Koepka is the first man to defend the title in 29 years but his win was even more remarkable because of the wrist injury he overcame to simply take part.
He missed the Masters in April with a torn tendon that threatened his career.
"He's just a real strong mental guy, he's unflappable," said Northern Irishman Elliott.
The day after Patrick Reed's triumph at Augusta, Koepka was given the all clear to begin practising again and his caddie met up with him later that week to assess how much work they would need to do to get back to a competitive level.
"I went down and he was hitting full shots, and he was hitting them right out of the button," said Elliott, who is a former Irish boys' champion.
"I'm going, 'Are you sure you haven't been practising?' He didn't hit a shot for three and a half months, and it looked like he hadn't missed a beat.
"I have no idea how he does it; he's obviously a tremendously talented guy."
In the space of 10 weeks Koepka, 28, had recovered from an injury that left him wearing a soft cast for two months to becoming the first man since Curtis Strange in 1989 to retain the toughest and most uncompromising major on the golfing calendar.
As his player was completing the media duties that come with winning a major title, Elliott praised his mental toughness in an interview with ESPN.
"When he hits a bad shot, he never gives me any grief. He gets on with it," the Portrush native said.
"I mean, to this day, if we hit one over the back [of the green], he'd probably just turn around to me and go, 'Well, I hit that quite a bit hard', which is unusual for a good athlete or player.
"He takes a huge responsibility in what he's doing out there. Makes my job very easy."
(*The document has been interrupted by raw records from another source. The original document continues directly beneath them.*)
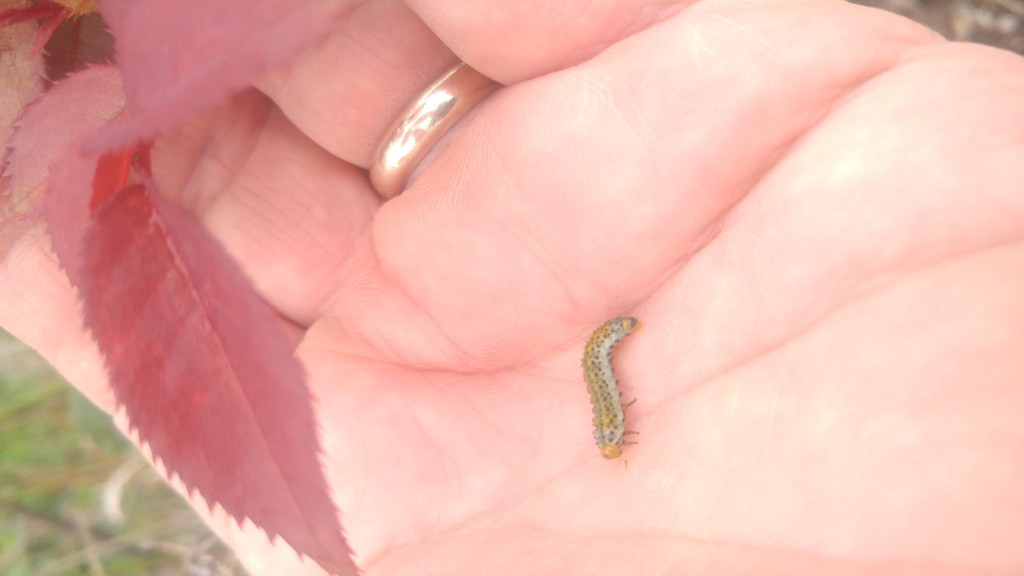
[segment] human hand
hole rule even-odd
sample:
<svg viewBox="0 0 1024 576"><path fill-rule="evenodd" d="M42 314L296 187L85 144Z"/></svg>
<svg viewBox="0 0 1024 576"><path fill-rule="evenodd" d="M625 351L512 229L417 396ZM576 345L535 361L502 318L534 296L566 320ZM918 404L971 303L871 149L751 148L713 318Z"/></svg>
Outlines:
<svg viewBox="0 0 1024 576"><path fill-rule="evenodd" d="M1024 61L836 3L422 4L154 152L301 339L368 573L1024 566ZM446 46L508 87L382 204L361 167ZM0 324L112 409L45 246ZM579 363L620 313L607 461Z"/></svg>

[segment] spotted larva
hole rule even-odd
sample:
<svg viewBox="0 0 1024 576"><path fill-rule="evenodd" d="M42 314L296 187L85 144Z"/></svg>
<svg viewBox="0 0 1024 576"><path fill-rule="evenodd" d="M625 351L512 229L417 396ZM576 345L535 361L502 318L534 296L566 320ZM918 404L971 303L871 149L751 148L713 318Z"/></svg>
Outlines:
<svg viewBox="0 0 1024 576"><path fill-rule="evenodd" d="M605 458L618 458L622 454L622 437L635 434L624 427L622 397L612 371L612 349L619 340L639 329L636 318L614 318L594 330L583 351L583 378L594 405L594 438Z"/></svg>

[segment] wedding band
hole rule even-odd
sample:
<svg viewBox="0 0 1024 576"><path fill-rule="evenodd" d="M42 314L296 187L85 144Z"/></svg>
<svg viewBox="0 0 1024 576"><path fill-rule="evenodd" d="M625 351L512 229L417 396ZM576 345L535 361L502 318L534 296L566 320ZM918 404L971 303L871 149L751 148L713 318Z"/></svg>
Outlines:
<svg viewBox="0 0 1024 576"><path fill-rule="evenodd" d="M385 197L397 196L413 169L444 133L500 84L460 62L427 88L397 120L377 147L370 183Z"/></svg>

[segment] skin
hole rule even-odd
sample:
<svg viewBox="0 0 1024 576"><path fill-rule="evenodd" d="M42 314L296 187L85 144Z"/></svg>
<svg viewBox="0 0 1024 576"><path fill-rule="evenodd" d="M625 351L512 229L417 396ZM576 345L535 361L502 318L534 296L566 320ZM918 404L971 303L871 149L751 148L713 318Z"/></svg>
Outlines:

As a consequence of his second major title, Koepka has climbed five places to fourth in the world rankings.
His victory at Shinnecock Hills was built upon some superb putting, including a clutch bogey on the par-three 11th hole after a wayward tee shot.
"To get that up and down was absolutely massive," added Elliott.
"It's hard to believe that a bogey keeps your momentum going but it kinda did.
"He's been one of best putters on tour and hits it a long way, but his short game is so good."